As originally planned, the members of the Académie would be in a hierarchy of two grades: first, the composers and singers, known as the professionnels, and after that, the gentleman listeners, known as the auditeurs, who were also to provide financial backing for the enterprise. Aside from this small group of aristocrats, no one else was invited. The concerts took place at Baïf's house in Paris: Charles IX himself, who provided much of the patronage, was often present.

Some of the house rules have been recorded. There was to be no talking, or disturbances of any kind, during the singing, and anyone who came in late had to wait until the end of a piece to be seated – rather like modern concert-hall etiquette.

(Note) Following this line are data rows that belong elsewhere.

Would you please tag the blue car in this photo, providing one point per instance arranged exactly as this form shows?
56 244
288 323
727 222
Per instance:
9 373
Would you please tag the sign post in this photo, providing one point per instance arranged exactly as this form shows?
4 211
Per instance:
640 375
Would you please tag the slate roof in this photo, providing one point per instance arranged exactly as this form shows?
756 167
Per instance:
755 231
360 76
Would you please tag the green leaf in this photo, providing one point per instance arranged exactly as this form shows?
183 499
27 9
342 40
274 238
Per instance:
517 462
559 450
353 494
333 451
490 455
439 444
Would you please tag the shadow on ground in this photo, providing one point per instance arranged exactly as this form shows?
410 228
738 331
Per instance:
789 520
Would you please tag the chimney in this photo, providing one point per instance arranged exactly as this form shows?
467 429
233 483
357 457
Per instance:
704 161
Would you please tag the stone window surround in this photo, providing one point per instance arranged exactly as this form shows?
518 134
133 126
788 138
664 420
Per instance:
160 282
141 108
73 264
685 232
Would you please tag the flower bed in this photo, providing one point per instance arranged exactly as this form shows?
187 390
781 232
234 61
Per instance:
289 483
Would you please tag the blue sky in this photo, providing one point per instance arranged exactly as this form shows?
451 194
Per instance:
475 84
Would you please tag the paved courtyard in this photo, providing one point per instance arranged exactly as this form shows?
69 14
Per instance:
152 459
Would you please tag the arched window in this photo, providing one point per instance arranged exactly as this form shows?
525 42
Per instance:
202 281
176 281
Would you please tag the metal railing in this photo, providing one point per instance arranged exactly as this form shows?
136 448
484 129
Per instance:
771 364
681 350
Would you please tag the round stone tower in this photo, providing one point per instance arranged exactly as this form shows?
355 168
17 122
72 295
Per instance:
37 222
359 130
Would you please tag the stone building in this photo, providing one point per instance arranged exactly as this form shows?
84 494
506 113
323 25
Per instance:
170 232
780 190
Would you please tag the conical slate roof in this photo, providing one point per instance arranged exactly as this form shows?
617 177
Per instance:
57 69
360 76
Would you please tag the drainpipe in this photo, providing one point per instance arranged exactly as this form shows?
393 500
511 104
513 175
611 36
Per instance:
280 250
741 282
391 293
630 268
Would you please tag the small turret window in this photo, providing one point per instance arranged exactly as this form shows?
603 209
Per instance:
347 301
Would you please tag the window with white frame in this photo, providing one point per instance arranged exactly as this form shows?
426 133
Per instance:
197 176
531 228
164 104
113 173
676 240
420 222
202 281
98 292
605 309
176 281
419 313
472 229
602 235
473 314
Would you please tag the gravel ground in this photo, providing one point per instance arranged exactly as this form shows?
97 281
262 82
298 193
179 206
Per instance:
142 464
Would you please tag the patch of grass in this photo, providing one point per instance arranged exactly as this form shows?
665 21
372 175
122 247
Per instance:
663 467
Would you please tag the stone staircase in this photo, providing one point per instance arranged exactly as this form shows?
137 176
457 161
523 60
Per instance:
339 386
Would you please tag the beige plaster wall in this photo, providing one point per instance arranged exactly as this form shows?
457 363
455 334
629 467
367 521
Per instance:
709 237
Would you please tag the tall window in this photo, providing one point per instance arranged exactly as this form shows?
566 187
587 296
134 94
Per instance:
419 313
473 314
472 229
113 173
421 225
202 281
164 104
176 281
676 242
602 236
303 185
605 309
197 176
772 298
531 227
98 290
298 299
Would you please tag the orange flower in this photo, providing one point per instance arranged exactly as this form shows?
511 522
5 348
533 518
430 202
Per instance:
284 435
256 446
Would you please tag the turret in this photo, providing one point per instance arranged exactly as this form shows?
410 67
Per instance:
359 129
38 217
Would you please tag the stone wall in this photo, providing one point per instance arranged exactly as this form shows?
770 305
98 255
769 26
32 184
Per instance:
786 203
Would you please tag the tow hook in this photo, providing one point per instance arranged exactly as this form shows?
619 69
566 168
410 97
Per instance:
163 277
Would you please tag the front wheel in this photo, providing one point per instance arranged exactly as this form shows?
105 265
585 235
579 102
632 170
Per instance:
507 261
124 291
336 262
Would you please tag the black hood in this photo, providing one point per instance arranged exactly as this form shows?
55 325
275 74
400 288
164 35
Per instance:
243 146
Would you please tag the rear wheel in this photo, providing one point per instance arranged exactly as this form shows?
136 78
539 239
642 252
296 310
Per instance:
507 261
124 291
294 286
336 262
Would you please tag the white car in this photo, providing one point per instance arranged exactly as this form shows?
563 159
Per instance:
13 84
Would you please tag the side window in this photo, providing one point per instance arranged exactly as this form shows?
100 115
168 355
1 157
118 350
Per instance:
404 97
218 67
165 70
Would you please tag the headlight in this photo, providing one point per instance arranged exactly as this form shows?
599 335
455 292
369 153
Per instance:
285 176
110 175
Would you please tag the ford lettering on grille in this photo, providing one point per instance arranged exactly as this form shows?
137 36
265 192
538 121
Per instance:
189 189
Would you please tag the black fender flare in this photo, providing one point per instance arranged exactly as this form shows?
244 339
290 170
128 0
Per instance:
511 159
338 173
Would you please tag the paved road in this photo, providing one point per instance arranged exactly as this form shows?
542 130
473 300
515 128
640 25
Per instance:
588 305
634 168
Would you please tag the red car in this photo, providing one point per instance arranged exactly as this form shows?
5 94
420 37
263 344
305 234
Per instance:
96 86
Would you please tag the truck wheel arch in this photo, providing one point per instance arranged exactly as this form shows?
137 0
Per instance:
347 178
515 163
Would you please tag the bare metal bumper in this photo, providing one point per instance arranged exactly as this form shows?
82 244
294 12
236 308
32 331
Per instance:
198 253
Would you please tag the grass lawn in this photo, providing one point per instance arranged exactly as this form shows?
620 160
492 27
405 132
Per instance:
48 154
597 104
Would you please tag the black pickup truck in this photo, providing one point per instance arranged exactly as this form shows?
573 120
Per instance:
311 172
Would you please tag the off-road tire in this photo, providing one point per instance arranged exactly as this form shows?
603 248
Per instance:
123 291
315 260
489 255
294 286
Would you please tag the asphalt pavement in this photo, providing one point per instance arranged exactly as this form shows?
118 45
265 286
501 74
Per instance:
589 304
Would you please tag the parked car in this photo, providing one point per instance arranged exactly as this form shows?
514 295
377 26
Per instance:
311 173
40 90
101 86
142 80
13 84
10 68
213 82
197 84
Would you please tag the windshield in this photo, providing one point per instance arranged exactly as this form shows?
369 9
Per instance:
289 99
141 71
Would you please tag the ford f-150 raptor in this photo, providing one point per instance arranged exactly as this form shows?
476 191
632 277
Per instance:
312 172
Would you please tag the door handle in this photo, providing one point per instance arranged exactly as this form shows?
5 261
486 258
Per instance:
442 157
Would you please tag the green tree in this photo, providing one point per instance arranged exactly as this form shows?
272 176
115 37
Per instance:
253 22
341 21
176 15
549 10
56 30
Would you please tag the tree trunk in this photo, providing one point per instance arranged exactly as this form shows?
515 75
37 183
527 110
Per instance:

Musicians were to rehearse every day, and no music was to be copied or taken away from the area of performance. The music was so closely guarded, at least during the early years of the Académie, that no music of the originating composer – Courville – is known to have survived.

The Académie was short-lived, and probably did not survive after 1573, the year of the death of Charles IX. Another similar group, the Académie du Palais, which met at the Louvre after 1573 with the backing of the new king, Henri III, seemed to carry on some of the work of the previous group, but its aim seems to have been more to debate philosophical issues than to reform humanity through reviving Ancient Greek and Latin poetry and music. The activities, if any, of the original Académie after this time are poorly-documented: while the musicians continued to meet, it is not known if they met in a formal setting, as they had prior to the death of Charles IX. This was during a period of increasing religious turmoil, ending in the fighting in Paris in 1589, and the assassination of the king; associations of humanists such as the Académie, which included both Catholics and Protestants, became increasingly difficult (Baïf, a Catholic, even wrote a sonnet in 1572 praising the St. Bartholomew's Day Massacre; Claude Le Jeune, a Protestant, was nearly murdered during the siege of Paris in 1589).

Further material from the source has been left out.